Angelique Kerber fell to the ground in disbelief after match point, celebrating her Wimbledon victory over seven-time tournament champion Serena Williams.
Clive Brunskill
Getty Images
Angelique Kerber fell to the ground in disbelief after match point, celebrating her Wimbledon victory over seven-time tournament champion Serena Williams.

Angelique Kerber has won the Wimbledon women's singles title, beating Serena Williams 6-3, 6-3 in the final. She is the first German to win a Wimbledon singles title since Steffi Graf did so in 1996.

"This is one of the best moments of my career," Kerber told ESPN, saying that it has been her dream since childhood to win Wimbledon. She added that playing against Williams made the moment all the more significant: "Playing against Serena is always an honor for me."

Williams was seeking her 24th Grand Slam title, which would have tied her with Margaret Court for the most major titles in history, in only her fourth tournament back since she gave birth 10 months ago.

"It was such an amazing tournament for me," an emotional but smiling Williams said after the match. "I was really happy to get this far. It's obviously disappointing, but I can't be disappointed. I have so much to look forward to. I'm literally just getting started."

"To all the moms out there, I was playing for you today," Williams said to cheers from the crowd.

It was a harrowing road to get this far after a difficult delivery, as NPR's Tom Goldman reported ahead of the match:

"Williams won the first major tournament of 2017, the Australian Open, when she was pregnant. She took off the rest of the 2017 season, and in September, delivered her baby, Olympia, via C-section.

"And then 'everything went bad,' Williams said in a January 2018 Vogueinterview. She developed blood clots in her lungs, went through multiple surgeries and was bedridden for a month and a half.

"She recovered, started to reclaim her fitness and her game, and in March of this year, announced her comeback to competitive tennis.

"Not surprisingly, it was a hard beginning. She lost to sister Venus in her first tournament back; in the second, the Miami Open, Williams lost in the first round."
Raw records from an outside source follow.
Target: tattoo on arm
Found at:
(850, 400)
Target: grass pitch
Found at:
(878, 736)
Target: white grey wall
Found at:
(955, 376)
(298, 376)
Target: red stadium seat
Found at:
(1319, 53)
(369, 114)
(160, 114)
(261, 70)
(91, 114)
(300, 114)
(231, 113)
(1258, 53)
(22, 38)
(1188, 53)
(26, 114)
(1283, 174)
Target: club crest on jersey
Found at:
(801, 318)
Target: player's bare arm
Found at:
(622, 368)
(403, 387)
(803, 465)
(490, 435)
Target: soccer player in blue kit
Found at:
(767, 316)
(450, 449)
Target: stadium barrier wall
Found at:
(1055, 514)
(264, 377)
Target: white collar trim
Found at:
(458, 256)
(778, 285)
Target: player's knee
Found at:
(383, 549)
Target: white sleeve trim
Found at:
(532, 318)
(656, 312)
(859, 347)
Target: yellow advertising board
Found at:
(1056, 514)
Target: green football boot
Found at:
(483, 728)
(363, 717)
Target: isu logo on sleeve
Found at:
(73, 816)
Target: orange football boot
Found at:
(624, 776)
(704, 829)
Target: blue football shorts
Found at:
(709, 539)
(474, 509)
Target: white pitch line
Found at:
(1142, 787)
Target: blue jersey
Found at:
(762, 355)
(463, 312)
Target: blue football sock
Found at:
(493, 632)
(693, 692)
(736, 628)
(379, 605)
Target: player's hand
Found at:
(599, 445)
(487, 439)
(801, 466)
But at Wimbledon, Williams seemed unstoppable: After winning six matches in a row, she was favored to win the singles title — which would have been her eighth.

On Saturday though, things seemed different: Williams made a number of errors, and commentators called her playing "awkward," saying she looked "tense."

The women's final started late on Saturday because of a protracted match on Friday between Kevin Anderson and John Isner. As NPR's Colin Dwyer reported, the match took "a flabbergasting six hours and 36 minutes from first serve to the moment Anderson clinched the match" and delayed the whole Saturday schedule.

As Howard Bryant, senior writer for ESPN, told NPR's Renee Montagne on Saturday, it's possible this delay was to blame for Williams' less-than-perfect performance.

"Maybe that was a factor," Bryant said. "But give Angelique Kerber all the credit in the world."

"I know the audience — I know everyone — wanted the narrative of Serena Williams, the great Cinderella story of coming back," Bryant said. "But Angelique Kerber is the champion and it's well-deserved."

Kerber seemed to know that many in the audience had been rooting for Williams. She addressed her during her post-match interview, turning back to face her opponent across the court:

"First I have to say, Serena, you're a great, great person, and the champion, I mean, you are coming back, you're such an inspiration for everybody, all of us, all the people watching you. I mean, really. That's amazing. And I'm sure you will have your next Grand Slam title soon. I'm really, really sure."